Ayhan Hülya ile göz göze geldi, her ikisi de sustu. Fatma öğretmen uzun
uzun anlattı. Her iki gençte uzun uzun ses çıkartmadan dinledi. Ayhan
saatine baktı, ‘’Ooo çok geç olmuş, eve gitmem gerekir’’ deyip, kalktı.
Hülya ile annesi Ayhan’ı uğurladı.
Annesi kapının önünden ayrıldı, Hülya, Ayhan karanlığa karışıncaya
kadar arkasından baktı, sonra kapıyı kapatıp, odasına çekildi. Yatağına
uzatıp, düşünmeye başladı. Annesinin söylediklerinden hareketle ‘’Ayhan
benim için ne anlam ifade ediyor?’’ diye kendi kendisine sormaya
başladı.
Bu sırada Ayhan da, öğretmeninin söylediklerini düşünerek, aynı soruyu
‘’Hülya benim için ne ifade ediyor?’’ sorusunu kendisine yöneltti.

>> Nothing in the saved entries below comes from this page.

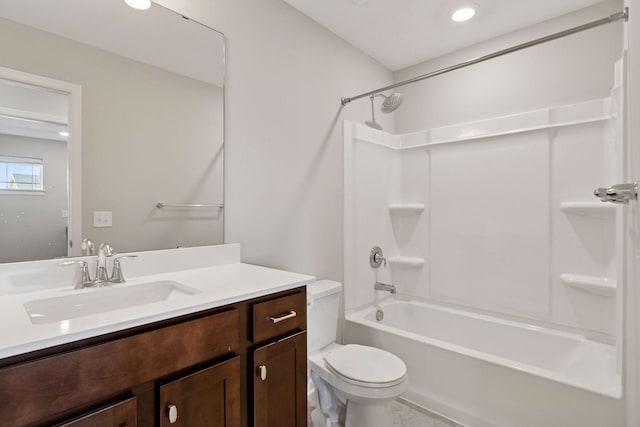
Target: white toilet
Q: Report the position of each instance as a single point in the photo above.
(354, 384)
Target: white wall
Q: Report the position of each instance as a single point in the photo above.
(32, 226)
(283, 145)
(135, 118)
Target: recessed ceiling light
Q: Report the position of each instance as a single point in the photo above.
(139, 4)
(463, 14)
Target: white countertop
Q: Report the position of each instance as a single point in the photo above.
(216, 285)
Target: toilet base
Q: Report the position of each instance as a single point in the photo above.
(369, 415)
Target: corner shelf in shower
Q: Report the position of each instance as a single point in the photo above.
(406, 262)
(590, 209)
(595, 285)
(406, 207)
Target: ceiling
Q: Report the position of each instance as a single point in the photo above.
(401, 33)
(156, 36)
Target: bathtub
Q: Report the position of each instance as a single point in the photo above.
(489, 372)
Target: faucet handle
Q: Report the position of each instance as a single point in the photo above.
(116, 275)
(85, 278)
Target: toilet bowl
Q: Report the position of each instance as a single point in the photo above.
(354, 384)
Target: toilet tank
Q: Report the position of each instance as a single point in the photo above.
(323, 301)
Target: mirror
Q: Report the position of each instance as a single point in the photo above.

Ayhan, evlerine geldi, kapıyı kendi anahtarıyla açıp, odasına geçti,
üzerine çıkartmadan yatağa uzandı.
Ayhan ve Hülya sabaha kadar uyuyamadı, kendilerini sorgulayıp durdular.
Sabah ezanı okunuyordu ki, Ayhan da Hülya da bir sonuca varıp, ‘’Biz
birbirini çok iyi anlayıp, seven iki arkadaşız’’ deyip, derin bir
uykuya daldılar.
Öğle saatlerinde uykudan uyanan Ayhan ve Hülya, gecenin vermiş olduğu
zihinsel yorgunluğu bedenlerinde de hissederek, yataklarından
kalktılar. Her ikisi de aynı saatlerde, ayrı mekanlarda aynı şeyleri
düşünerek, yorgunluklarını atıp, rahatlayabilme adına duş almaya karar
verdiler.
Ayhan, duşa girdiğinde aklından bir türlü çıkartamadığı Hülya’yı hayal
etmeye başladı. Ama Hülya’yı bir türlü gözlerinin önüne getiremedi.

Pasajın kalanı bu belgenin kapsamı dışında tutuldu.